Retrieval Augmented Generation-Enhanced Distributed LLM Agents for Generalizable Traffic Signal Control with Emergency Vehicles

TL;DR

This work tackles the challenge of generalizable traffic signal control with emergency vehicles by leveraging Retrieval Augmented Generation (RAG) and distributed LLM agents. It introduces REG-TSC, an emergency-aware framework that uses Reviewer-Based Emergency RAG (RERAG) to distill historical guidance and a type-agnostic traffic representation to handle heterogeneous intersections, augmented by Reward-Guided Reinforced Refinement (R^3) for cross-intersection generalization. The training pipeline combines imitation fine-tuning and reward-weighted reinforcement to align policies with high-reward coordinates across scenarios. Experiments on three real-world networks show REG-TSC significantly reduces travel time, queue lengths, and emergency-vehicle waiting times, indicating high potential for deployable, reliable TSC in complex urban environments.

Abstract

With increasing urban traffic complexity, Traffic Signal Control (TSC) is essential for optimizing traffic flow and improving road safety.
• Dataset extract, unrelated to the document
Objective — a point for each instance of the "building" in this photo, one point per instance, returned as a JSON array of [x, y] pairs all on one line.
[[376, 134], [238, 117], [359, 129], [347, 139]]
Large Language Models (LLMs) emerge as promising approaches for TSC. However, they are prone to hallucinations in emergencies, leading to unreliable decisions that may cause substantial delays for emergency vehicles. Moreover, diverse intersection types present substantial challenges for traffic state encoding and cross-intersection training, limiting generalization across heterogeneous intersections. Therefore, this paper proposes Retrieval Augmented Generation (RAG)-enhanced distributed LLM agents with Emergency response for Generalizable TSC (REG-TSC). Firstly, this paper presents an emergency-aware reasoning framework, which dynamically adjusts reasoning depth based on the emergency scenario and is equipped with a novel Reviewer-based Emergency RAG (RERAG) to distill specific knowledge and guidance from historical cases, enhancing the reliability and rationality of agents' emergency decisions. Secondly, this paper designs a type-agnostic traffic representation and proposes a Reward-guided Reinforced Refinement (R3) for heterogeneous intersections. R3 adaptively samples training experience from diverse intersections with environment feedback-based priority and fine-tunes LLM agents with a designed reward-weighted likelihood loss, guiding REG-TSC toward high-reward policies across heterogeneous intersections. On three real-world road networks with 17 to 177 heterogeneous intersections, extensive experiments show that REG-TSC reduces travel time by 42.00%, queue length by 62.31%, and emergency vehicle waiting time by 83.16%, outperforming other state-of-the-art methods.

Figures (6)

• Figure 1: Architecture of REG-TSC. (a) Observation Collection obtains traffic states and converts them into natural language representations. In (b) Emergency-Aware Reasoning Framework, (c) Reviewer-Based RAG retrieves critical guidance based on the current traffic and emergency vehicle states. (d) LLM-Based Signal Optimization Agent performs deep reasoning by integrating the guidance with traffic representations. (e) Simulation-Driven Fine-Tuning is conducted in two stages: imitation fine-tuning and reward-guided reinforced refinement.
• Figure 2: An illustration of heterogeneous intersections and signal phases.
• Figure 3: Simulated Urban Road Networks.
• Figure 4: ATTE on Jinan and Hangzhou Road Networks.
• Figure 5: Travel Time of Emergency Vehicles ($M=20$).